3

rsync --info=progress2 percent complete of copying a large directory is non-uniform in that the last 10% seems to take longer than the first 90%.

Why is this and is there a way to make it a more uniform progress indicator?

eyn
  • 133
  • 1
  • 6
  • 1
    If there's anything that Windows has taught us, "proper" progress indication is *hard*. – muru Jul 20 '18 at 01:11
  • 1
    @muru especially when a filesystem cache is in action that pretends high writing speeds until it is full. – PerlDuck Jul 20 '18 at 07:28

3 Answers3

7

The reason for the observed behaviour is likely a file system cache:

When files are written (as rsync does), then usually the data gets written to a cache (in memory) first and the write operation almost instantly returns. The data is then written to the disk in background while the user can already do other things.

If the cache is large enough to hold the data to be written this pretends a huge writing speed.

If the data to be written doesn't fit into the file system cache, then the excess data is actually written to disk before the write operation completes, and writing to disk is slower than writing to in-memory cache.

The excess data doesn't bypass the cache but rather waits until previous content has been moved from the cache to the disk giving again some free space in the cache, so the new data can be written to the cache.

So the first part of data (90% in your case) appears to be written in an instant (to cache) while the last 10% take more time because then actual disk operation kicks in.

PerlDuck
  • 13,014
  • 1
  • 36
  • 60
  • 1
    See also https://askubuntu.com/questions/5051/how-to-switch-off-caching-for-usb-device-when-writing-to-it – muru Jul 20 '18 at 09:21
  • 1
    This makes total sense.

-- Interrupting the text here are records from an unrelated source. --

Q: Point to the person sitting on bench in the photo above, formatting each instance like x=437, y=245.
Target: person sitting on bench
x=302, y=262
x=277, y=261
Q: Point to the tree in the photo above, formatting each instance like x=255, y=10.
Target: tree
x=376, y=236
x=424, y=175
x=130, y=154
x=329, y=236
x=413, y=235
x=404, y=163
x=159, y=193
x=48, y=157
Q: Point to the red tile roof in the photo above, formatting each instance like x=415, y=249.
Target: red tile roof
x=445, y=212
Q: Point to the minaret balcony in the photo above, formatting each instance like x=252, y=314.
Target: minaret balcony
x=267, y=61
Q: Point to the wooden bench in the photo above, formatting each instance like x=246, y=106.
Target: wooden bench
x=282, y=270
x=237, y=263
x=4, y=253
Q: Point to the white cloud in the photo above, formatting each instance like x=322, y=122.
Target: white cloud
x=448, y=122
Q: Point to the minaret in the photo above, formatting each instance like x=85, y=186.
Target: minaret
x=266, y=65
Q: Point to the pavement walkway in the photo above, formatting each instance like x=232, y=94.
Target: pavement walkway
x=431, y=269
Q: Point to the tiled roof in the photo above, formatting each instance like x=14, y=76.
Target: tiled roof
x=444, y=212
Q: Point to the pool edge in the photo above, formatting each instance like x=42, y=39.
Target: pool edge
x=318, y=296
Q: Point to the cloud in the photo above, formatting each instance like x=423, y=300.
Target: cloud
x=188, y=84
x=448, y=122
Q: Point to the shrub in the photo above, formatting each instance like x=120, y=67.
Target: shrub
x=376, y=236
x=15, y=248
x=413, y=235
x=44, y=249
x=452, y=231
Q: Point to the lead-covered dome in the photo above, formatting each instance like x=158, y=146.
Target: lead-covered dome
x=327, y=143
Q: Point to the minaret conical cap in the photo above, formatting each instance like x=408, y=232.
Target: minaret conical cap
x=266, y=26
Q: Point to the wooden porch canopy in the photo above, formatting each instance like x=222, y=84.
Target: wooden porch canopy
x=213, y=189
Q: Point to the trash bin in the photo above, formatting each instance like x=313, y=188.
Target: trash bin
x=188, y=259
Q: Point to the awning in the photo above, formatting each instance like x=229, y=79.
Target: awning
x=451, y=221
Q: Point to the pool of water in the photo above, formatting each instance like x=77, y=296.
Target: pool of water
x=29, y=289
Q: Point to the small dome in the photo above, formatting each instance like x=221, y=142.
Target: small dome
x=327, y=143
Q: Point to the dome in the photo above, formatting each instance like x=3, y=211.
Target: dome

Thanks. If I had enough points to upvote, I would. But, it's my first questions here. ;) – eyn Jul 24 '18 at 22:22
  • @eyn Oh, I wasn't aware that we need 15 reputation points to upvote. But you don't need any reputation to _accept_ an answer if you think it solved your problem. By far I don't want to talk you into that. Take your time and perhaps read [_What should I do when someone answers my question?_](https://askubuntu.com/help/someone-answers). :-) – PerlDuck Jul 25 '18 at 09:33
  • yep. Gotcha and thanks. I hadn't even realized I could accept an answer. – eyn Jul 26 '18 at 02:51
2

In addition to PerlDuck's answer, it's worth noting that writing one large file is faster than writing a huge number of files that add up to the same size.

For example: You copy a 4gb file and a directory containing 100000 files that add up to 1gb. If the single file is transfered first, the first 80% will be way faster than the last 20%.

danzel
  • 5,794
  • 1
  • 18
  • 28
1

The percentage shown is only the percentage of the total size of the files rsync has already scanned. In the output from --info=progress2, for instance:

71,256,901,358  99%   36.30MB/s    0:31:12 (xfr#173389, ir-chk=1000/361047)

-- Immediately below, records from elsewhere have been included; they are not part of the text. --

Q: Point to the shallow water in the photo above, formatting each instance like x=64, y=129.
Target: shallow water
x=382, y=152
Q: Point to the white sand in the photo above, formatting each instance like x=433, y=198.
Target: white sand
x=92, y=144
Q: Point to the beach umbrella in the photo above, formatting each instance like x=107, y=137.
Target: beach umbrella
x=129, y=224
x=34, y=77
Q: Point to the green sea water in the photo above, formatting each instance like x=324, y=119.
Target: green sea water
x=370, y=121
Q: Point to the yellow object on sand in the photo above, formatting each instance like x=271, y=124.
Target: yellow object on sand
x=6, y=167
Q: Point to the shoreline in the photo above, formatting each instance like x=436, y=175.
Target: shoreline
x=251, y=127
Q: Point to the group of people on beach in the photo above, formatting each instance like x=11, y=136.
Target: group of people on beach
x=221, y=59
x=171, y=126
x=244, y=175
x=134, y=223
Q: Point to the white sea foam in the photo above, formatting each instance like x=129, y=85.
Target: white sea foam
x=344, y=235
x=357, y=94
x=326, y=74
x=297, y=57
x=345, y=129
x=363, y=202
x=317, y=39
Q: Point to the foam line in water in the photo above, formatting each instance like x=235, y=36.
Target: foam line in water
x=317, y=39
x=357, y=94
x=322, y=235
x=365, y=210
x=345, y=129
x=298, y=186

the last number, 361047, is the number of files scanned so far. When you recursively copy a large directory with lots of subdirectories and files, this number will typically keep growing until the operation is almost complete, and the files that have already been scanned but haven’t been copied yet will typically only be a small fraction of the total number of files, so unless an unusually large file has been scanned but not copied, most of the data in the files that have been scanned has already been copied, and thus the percentage will typically be above 90% most of the time.

joriki
  • 111
  • 2